Two- and four-year construction-management degree programs and certification options provide several paths in pursuit of a construction management career. More than 100 colleges offer bachelor's degree programs in construction science, building science and engineering, and about 60 academic institutions offer master's degree programs in construction science for people interested in pursuing a career with large construction-management firms. While certification is not a requirement for a construction-management career, professionals can opt to acquire construction-management certification (CCM).
Construction managers are often expected to be available during non-traditional work hours to accommodate for delays, inclement weather or job-site emergencies. But construction management offers good earning potential. According to the Bureau of Labor Statistics, the median annual salary construction for construction managers in May 2006 was more than $73,000. While the highest-paid construction managers earn more than $130,000 annually, 50 percent of construction managers in 2006 earned between $56,000 and $98,300 annually.

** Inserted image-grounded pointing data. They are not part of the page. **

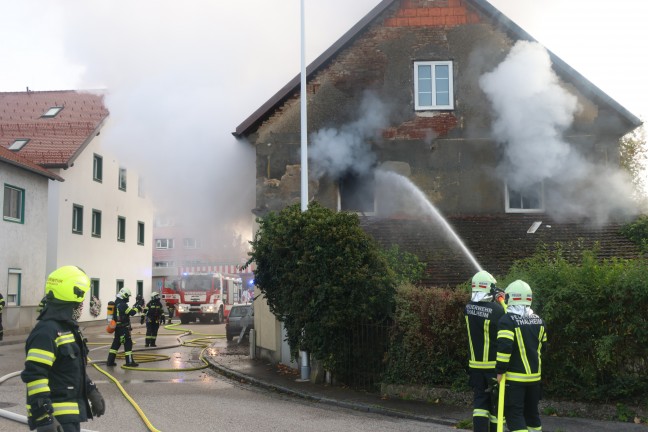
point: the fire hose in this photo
(141, 358)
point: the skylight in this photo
(52, 111)
(18, 144)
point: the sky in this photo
(182, 75)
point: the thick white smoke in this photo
(532, 110)
(336, 152)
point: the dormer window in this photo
(52, 112)
(525, 200)
(18, 144)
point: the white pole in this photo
(305, 363)
(304, 117)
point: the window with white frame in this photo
(356, 193)
(140, 233)
(164, 243)
(96, 223)
(122, 179)
(14, 282)
(433, 85)
(529, 199)
(94, 287)
(121, 228)
(77, 219)
(97, 168)
(13, 209)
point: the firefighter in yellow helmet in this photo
(123, 312)
(60, 395)
(481, 315)
(154, 316)
(521, 340)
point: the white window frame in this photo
(97, 168)
(122, 179)
(77, 219)
(164, 243)
(96, 223)
(121, 228)
(517, 209)
(418, 106)
(13, 289)
(13, 208)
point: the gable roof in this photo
(54, 142)
(495, 241)
(498, 18)
(15, 159)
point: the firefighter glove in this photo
(96, 402)
(53, 426)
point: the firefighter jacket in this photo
(123, 312)
(154, 310)
(481, 322)
(55, 368)
(521, 340)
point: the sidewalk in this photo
(284, 380)
(234, 362)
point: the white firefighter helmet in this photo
(519, 293)
(482, 282)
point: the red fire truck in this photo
(204, 297)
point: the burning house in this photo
(506, 141)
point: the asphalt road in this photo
(191, 400)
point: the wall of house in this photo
(24, 247)
(104, 257)
(450, 154)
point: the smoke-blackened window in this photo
(528, 199)
(357, 193)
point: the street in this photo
(190, 400)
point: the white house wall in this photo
(24, 246)
(103, 258)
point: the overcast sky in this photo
(182, 75)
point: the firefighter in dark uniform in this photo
(1, 308)
(60, 395)
(123, 312)
(521, 340)
(482, 314)
(154, 316)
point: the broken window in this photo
(357, 193)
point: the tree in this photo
(320, 273)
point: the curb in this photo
(223, 370)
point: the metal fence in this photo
(366, 347)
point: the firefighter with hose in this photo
(154, 316)
(123, 312)
(521, 340)
(60, 395)
(482, 314)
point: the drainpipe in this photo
(305, 364)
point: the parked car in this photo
(240, 316)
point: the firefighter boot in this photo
(111, 360)
(130, 362)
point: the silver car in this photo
(241, 317)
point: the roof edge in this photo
(484, 7)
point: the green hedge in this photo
(596, 313)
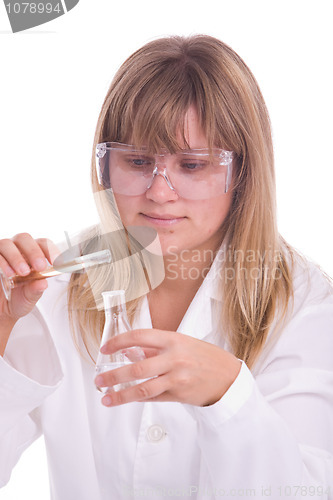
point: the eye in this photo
(139, 162)
(194, 165)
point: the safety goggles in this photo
(193, 174)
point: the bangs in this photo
(154, 116)
(153, 90)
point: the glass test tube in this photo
(77, 264)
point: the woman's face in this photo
(181, 224)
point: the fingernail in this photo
(99, 380)
(107, 401)
(39, 264)
(24, 268)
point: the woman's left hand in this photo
(184, 369)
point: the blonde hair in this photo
(146, 104)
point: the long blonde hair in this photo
(146, 104)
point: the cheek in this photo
(213, 212)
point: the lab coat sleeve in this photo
(272, 434)
(30, 371)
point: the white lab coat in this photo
(270, 435)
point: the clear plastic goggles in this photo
(193, 174)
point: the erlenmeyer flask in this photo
(116, 322)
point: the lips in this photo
(163, 216)
(162, 219)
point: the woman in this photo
(238, 402)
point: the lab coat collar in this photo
(197, 321)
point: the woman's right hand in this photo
(20, 255)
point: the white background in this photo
(52, 84)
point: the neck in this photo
(186, 270)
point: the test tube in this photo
(77, 264)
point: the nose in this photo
(160, 189)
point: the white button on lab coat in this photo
(271, 434)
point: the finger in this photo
(141, 370)
(31, 250)
(144, 338)
(49, 248)
(14, 258)
(5, 267)
(152, 389)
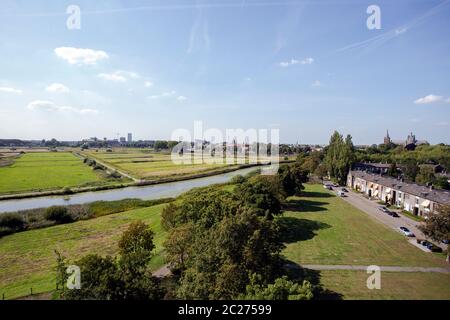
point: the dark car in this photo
(384, 209)
(392, 214)
(434, 248)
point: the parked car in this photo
(383, 209)
(406, 232)
(434, 248)
(392, 214)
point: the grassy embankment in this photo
(324, 229)
(35, 172)
(319, 229)
(155, 166)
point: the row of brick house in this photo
(417, 199)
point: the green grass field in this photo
(45, 171)
(321, 229)
(27, 259)
(351, 285)
(144, 164)
(324, 229)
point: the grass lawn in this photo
(27, 259)
(394, 285)
(145, 164)
(324, 229)
(45, 171)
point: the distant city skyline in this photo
(151, 67)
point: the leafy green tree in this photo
(410, 169)
(124, 278)
(262, 193)
(393, 171)
(137, 238)
(178, 245)
(281, 289)
(169, 216)
(339, 157)
(58, 214)
(425, 175)
(442, 183)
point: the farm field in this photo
(45, 171)
(27, 259)
(321, 229)
(351, 285)
(324, 229)
(144, 164)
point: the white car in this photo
(406, 232)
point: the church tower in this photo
(387, 139)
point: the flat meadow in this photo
(40, 171)
(149, 165)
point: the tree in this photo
(425, 175)
(441, 182)
(58, 214)
(123, 278)
(281, 289)
(437, 226)
(339, 157)
(392, 171)
(410, 169)
(292, 178)
(169, 216)
(262, 193)
(178, 245)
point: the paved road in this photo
(382, 268)
(371, 208)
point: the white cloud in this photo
(431, 98)
(168, 93)
(80, 56)
(285, 64)
(10, 90)
(41, 105)
(112, 77)
(57, 87)
(119, 76)
(50, 106)
(163, 95)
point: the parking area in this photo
(371, 207)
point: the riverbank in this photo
(141, 183)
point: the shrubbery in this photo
(58, 214)
(42, 217)
(10, 223)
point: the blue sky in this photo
(150, 67)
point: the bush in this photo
(13, 221)
(10, 223)
(58, 214)
(67, 190)
(238, 179)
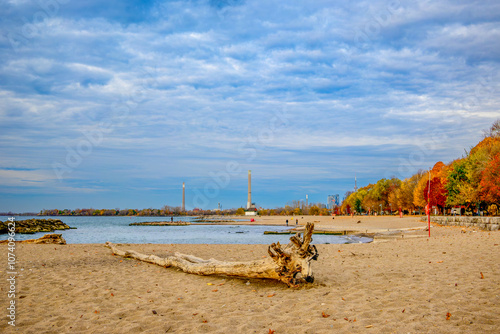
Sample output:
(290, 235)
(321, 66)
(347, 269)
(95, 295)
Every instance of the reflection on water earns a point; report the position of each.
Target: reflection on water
(117, 230)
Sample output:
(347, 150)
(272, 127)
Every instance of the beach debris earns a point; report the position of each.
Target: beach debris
(290, 264)
(31, 226)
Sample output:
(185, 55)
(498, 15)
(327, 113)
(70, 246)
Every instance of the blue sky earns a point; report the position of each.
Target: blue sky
(116, 103)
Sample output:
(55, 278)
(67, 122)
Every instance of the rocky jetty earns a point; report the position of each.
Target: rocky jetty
(46, 239)
(30, 226)
(176, 223)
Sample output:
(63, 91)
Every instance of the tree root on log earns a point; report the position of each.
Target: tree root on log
(290, 264)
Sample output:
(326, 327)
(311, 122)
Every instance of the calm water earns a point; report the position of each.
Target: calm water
(117, 230)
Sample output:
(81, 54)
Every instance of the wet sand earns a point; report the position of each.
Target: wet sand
(448, 283)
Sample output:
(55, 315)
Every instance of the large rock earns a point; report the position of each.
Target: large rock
(30, 226)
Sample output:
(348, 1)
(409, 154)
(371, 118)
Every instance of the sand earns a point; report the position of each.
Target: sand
(449, 283)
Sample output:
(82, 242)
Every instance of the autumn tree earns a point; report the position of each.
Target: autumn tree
(490, 181)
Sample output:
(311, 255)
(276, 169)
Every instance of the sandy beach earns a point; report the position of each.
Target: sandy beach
(406, 283)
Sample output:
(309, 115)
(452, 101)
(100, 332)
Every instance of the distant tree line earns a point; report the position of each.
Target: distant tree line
(471, 183)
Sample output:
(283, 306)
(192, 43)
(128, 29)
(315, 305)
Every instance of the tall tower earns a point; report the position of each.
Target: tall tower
(183, 197)
(249, 201)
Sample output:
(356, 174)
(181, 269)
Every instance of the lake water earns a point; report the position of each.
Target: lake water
(97, 230)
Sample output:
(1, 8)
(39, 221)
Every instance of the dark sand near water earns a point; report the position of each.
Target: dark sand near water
(405, 284)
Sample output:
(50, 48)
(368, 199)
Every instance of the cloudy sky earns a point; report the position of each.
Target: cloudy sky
(115, 103)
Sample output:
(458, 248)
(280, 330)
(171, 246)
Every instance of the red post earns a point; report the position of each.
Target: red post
(429, 204)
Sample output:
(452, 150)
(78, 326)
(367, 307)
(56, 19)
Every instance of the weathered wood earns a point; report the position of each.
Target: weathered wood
(290, 264)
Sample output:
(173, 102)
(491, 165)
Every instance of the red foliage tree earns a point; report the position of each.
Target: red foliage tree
(490, 181)
(437, 194)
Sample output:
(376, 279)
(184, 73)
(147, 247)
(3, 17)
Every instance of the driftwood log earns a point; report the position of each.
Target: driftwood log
(290, 264)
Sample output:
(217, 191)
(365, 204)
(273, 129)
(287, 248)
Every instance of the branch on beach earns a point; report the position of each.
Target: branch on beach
(290, 264)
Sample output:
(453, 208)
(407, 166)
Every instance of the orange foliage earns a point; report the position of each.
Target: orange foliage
(490, 181)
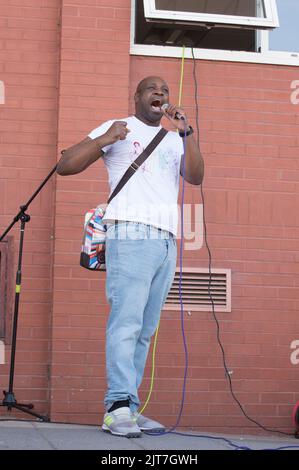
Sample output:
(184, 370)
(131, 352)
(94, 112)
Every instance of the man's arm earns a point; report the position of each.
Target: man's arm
(80, 156)
(194, 164)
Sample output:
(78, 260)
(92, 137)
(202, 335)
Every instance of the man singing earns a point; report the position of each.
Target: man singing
(141, 238)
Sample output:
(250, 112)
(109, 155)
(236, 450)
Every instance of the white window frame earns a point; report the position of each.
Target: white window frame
(270, 20)
(266, 56)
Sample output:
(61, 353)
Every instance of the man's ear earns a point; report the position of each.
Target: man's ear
(136, 97)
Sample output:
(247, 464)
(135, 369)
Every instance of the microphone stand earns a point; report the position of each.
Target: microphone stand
(9, 400)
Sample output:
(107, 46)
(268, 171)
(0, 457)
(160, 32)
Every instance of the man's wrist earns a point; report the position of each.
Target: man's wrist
(186, 132)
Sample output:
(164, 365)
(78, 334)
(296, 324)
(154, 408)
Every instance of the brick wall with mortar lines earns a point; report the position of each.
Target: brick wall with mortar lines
(29, 51)
(248, 134)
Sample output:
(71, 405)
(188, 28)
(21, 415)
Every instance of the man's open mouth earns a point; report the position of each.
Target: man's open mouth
(156, 106)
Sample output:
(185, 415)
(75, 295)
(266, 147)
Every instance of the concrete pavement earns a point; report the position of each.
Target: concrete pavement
(25, 435)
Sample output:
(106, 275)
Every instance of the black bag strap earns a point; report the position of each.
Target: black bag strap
(138, 162)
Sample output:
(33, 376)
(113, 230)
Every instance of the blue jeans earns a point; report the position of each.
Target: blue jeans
(140, 263)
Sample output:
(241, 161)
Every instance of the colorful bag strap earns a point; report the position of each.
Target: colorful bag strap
(138, 162)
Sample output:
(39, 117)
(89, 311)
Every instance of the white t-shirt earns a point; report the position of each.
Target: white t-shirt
(150, 196)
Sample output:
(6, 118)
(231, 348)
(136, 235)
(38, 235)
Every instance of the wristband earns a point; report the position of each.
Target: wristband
(186, 133)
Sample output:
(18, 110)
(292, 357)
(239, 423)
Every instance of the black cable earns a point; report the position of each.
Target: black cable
(227, 372)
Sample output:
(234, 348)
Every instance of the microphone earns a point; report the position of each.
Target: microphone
(177, 114)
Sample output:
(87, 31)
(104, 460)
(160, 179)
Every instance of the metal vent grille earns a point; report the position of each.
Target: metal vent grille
(197, 290)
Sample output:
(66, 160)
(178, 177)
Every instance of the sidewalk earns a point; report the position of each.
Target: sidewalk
(23, 435)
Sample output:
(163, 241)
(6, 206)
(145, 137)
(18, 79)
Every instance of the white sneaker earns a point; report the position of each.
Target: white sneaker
(120, 422)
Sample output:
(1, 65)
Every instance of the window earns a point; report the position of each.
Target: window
(286, 37)
(262, 31)
(261, 13)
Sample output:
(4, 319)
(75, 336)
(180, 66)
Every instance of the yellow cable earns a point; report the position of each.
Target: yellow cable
(153, 371)
(157, 330)
(182, 76)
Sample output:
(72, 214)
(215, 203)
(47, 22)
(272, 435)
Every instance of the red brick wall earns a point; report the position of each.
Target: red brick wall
(248, 134)
(29, 51)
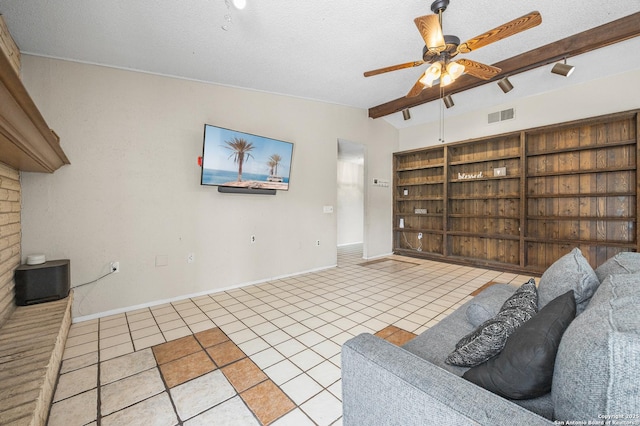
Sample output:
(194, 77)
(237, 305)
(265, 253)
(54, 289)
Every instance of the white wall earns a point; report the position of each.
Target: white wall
(588, 99)
(350, 212)
(132, 190)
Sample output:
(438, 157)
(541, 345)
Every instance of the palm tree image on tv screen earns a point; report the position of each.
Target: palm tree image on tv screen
(242, 160)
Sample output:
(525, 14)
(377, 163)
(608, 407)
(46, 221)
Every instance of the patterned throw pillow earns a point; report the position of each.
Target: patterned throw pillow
(490, 337)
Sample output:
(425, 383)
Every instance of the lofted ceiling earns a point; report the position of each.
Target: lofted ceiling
(314, 50)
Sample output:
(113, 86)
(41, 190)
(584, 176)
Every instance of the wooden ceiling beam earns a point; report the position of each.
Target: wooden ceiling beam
(586, 41)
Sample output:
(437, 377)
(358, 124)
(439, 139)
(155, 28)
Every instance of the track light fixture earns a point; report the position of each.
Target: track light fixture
(448, 101)
(563, 68)
(505, 85)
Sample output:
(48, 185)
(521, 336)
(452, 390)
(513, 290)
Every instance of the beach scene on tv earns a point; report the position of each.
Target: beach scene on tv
(238, 159)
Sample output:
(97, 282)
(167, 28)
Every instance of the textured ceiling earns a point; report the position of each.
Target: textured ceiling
(309, 49)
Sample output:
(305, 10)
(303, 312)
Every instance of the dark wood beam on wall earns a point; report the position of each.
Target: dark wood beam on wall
(586, 41)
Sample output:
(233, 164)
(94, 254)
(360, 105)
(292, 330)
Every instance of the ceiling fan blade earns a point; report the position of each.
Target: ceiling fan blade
(431, 32)
(416, 89)
(479, 70)
(393, 68)
(503, 31)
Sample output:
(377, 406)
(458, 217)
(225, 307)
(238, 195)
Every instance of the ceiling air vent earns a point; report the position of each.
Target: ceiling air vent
(507, 114)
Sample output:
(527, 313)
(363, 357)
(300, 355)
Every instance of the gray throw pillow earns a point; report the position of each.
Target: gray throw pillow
(524, 368)
(596, 372)
(490, 337)
(570, 272)
(625, 262)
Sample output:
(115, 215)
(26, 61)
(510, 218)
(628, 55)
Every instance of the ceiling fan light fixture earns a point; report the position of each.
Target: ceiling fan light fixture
(431, 74)
(455, 70)
(563, 68)
(446, 79)
(240, 4)
(505, 85)
(448, 101)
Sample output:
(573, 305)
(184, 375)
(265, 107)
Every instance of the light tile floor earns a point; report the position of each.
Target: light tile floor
(286, 333)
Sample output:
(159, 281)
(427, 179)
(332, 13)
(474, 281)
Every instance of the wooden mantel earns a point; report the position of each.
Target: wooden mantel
(26, 142)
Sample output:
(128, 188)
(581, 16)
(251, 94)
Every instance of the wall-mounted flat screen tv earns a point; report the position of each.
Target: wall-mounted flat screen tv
(241, 160)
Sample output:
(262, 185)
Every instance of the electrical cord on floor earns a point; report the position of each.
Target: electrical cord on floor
(84, 297)
(94, 281)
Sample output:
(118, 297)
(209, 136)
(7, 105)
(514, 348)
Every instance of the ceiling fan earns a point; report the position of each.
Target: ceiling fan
(440, 49)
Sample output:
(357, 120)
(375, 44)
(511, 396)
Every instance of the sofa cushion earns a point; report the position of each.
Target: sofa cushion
(598, 359)
(570, 272)
(625, 262)
(489, 338)
(437, 342)
(524, 368)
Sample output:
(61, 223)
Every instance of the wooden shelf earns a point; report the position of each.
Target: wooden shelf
(520, 221)
(484, 197)
(485, 178)
(426, 182)
(582, 195)
(589, 218)
(26, 142)
(425, 167)
(582, 148)
(486, 160)
(583, 171)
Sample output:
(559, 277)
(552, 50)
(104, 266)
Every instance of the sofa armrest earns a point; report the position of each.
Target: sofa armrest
(383, 384)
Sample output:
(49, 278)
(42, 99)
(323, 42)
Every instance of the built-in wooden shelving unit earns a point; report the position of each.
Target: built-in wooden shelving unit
(521, 200)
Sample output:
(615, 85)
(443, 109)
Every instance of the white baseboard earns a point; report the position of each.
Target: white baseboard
(189, 296)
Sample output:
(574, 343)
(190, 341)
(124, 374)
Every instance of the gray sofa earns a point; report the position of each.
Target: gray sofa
(595, 364)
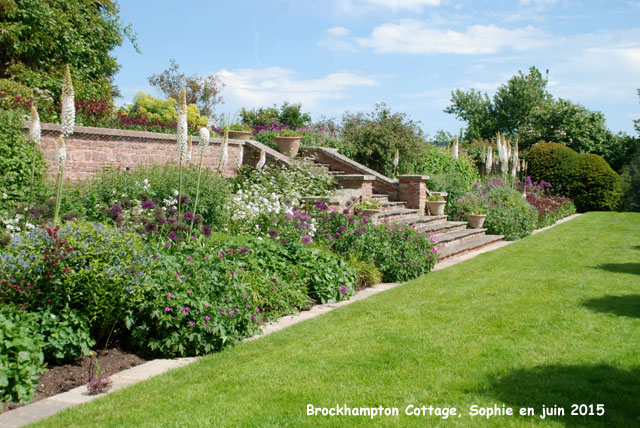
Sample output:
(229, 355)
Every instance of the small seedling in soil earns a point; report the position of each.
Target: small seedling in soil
(100, 384)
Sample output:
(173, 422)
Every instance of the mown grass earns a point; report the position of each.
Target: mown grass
(553, 319)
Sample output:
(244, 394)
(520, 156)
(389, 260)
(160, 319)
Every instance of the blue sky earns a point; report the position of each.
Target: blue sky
(338, 55)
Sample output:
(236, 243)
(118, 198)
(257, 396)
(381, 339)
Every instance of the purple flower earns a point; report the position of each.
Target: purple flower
(115, 210)
(188, 216)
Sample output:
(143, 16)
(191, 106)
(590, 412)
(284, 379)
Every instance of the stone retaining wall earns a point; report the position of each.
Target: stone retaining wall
(89, 150)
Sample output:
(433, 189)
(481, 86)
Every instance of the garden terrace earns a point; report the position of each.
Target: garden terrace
(504, 328)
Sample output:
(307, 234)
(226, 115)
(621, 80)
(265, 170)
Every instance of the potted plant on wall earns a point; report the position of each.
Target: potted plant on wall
(289, 142)
(240, 131)
(475, 207)
(435, 204)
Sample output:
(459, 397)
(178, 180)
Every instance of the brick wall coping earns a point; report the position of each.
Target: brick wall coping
(354, 177)
(269, 152)
(333, 153)
(413, 177)
(112, 133)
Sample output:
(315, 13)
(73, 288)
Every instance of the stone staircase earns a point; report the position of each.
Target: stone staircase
(452, 238)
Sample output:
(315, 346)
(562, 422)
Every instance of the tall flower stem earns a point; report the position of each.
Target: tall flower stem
(58, 193)
(31, 176)
(179, 183)
(35, 134)
(195, 206)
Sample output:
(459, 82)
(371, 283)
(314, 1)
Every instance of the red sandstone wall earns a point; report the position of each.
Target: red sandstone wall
(89, 150)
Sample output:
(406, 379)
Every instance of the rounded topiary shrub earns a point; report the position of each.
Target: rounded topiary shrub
(595, 186)
(553, 163)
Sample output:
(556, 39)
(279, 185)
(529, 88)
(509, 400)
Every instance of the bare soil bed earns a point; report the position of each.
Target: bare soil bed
(66, 377)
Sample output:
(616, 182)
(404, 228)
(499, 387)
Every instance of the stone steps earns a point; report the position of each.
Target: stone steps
(451, 238)
(454, 237)
(393, 215)
(473, 244)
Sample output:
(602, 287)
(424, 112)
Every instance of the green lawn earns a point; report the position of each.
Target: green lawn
(553, 319)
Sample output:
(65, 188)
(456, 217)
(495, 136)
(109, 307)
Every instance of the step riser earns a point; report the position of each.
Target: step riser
(459, 240)
(394, 218)
(454, 228)
(469, 250)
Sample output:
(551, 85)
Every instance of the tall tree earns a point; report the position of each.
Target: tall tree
(37, 38)
(507, 112)
(201, 91)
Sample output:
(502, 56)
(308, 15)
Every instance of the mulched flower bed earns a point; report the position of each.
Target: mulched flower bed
(60, 379)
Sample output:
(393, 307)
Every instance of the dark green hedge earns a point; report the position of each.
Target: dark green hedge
(586, 178)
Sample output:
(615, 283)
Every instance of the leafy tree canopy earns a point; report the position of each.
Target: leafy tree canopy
(201, 91)
(374, 138)
(290, 115)
(37, 38)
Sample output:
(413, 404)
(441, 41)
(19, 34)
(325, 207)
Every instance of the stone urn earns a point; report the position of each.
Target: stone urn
(240, 135)
(288, 146)
(476, 220)
(436, 207)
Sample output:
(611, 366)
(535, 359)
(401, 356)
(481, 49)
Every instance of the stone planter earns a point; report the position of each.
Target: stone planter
(476, 220)
(436, 207)
(240, 135)
(288, 146)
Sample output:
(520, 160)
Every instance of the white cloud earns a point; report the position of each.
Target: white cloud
(338, 31)
(416, 37)
(273, 85)
(336, 40)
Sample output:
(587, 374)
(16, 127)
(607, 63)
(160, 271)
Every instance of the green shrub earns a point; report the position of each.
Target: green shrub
(93, 200)
(595, 186)
(552, 162)
(454, 176)
(21, 357)
(15, 163)
(586, 178)
(197, 302)
(96, 270)
(631, 173)
(66, 336)
(328, 278)
(508, 212)
(367, 274)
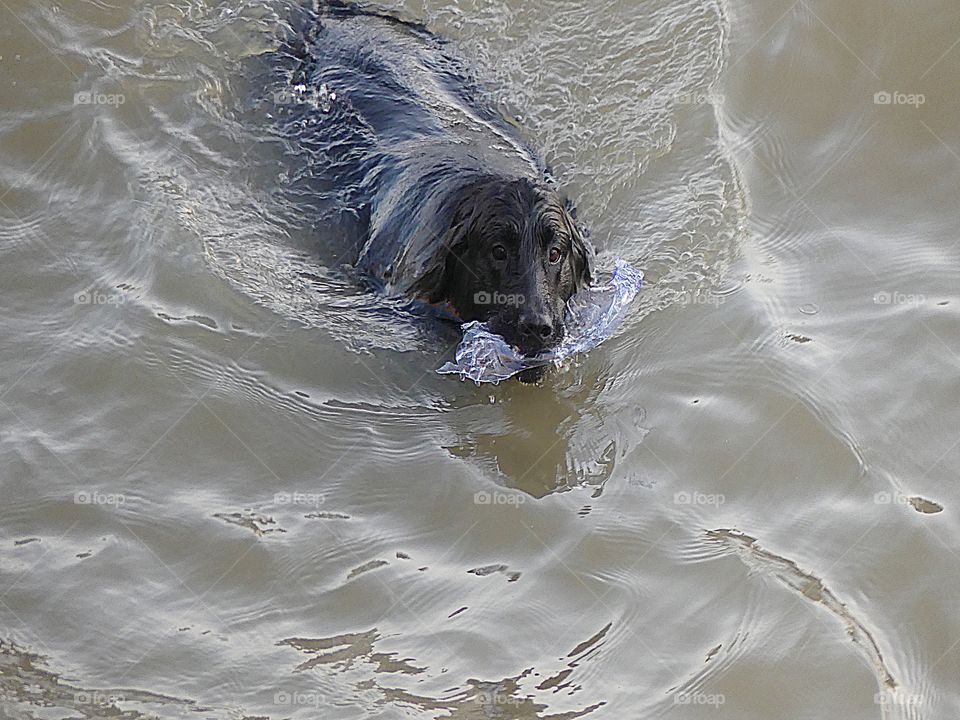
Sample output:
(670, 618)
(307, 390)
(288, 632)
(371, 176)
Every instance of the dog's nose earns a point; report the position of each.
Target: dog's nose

While there are degree and certification opportunities, the construction management career will require work experience. Construction managers must gather field experience either as an intern for a construction firm, contractor or laborer, in addition to the pursuit of a degree. Certification through the Construction Management Association requires field experience.
The BLS projected substantial employment growth from 2006 through 2016 in construction-related occupations, including a 16 percent increase in construction managers. Construction management also offers prospective job seekers the opportunity to opt for self-employment in lieu of working for an associated firm or management company.
New job creation can be expected with advances in building materials and methods, increases in multipurpose buildings and public works projects and changing regulatory requirements for building and management materials. With these shifts in the industry, schools like the University of Minnesota project that changing requirements will produce increasing demand for managers with advanced education and training in project management.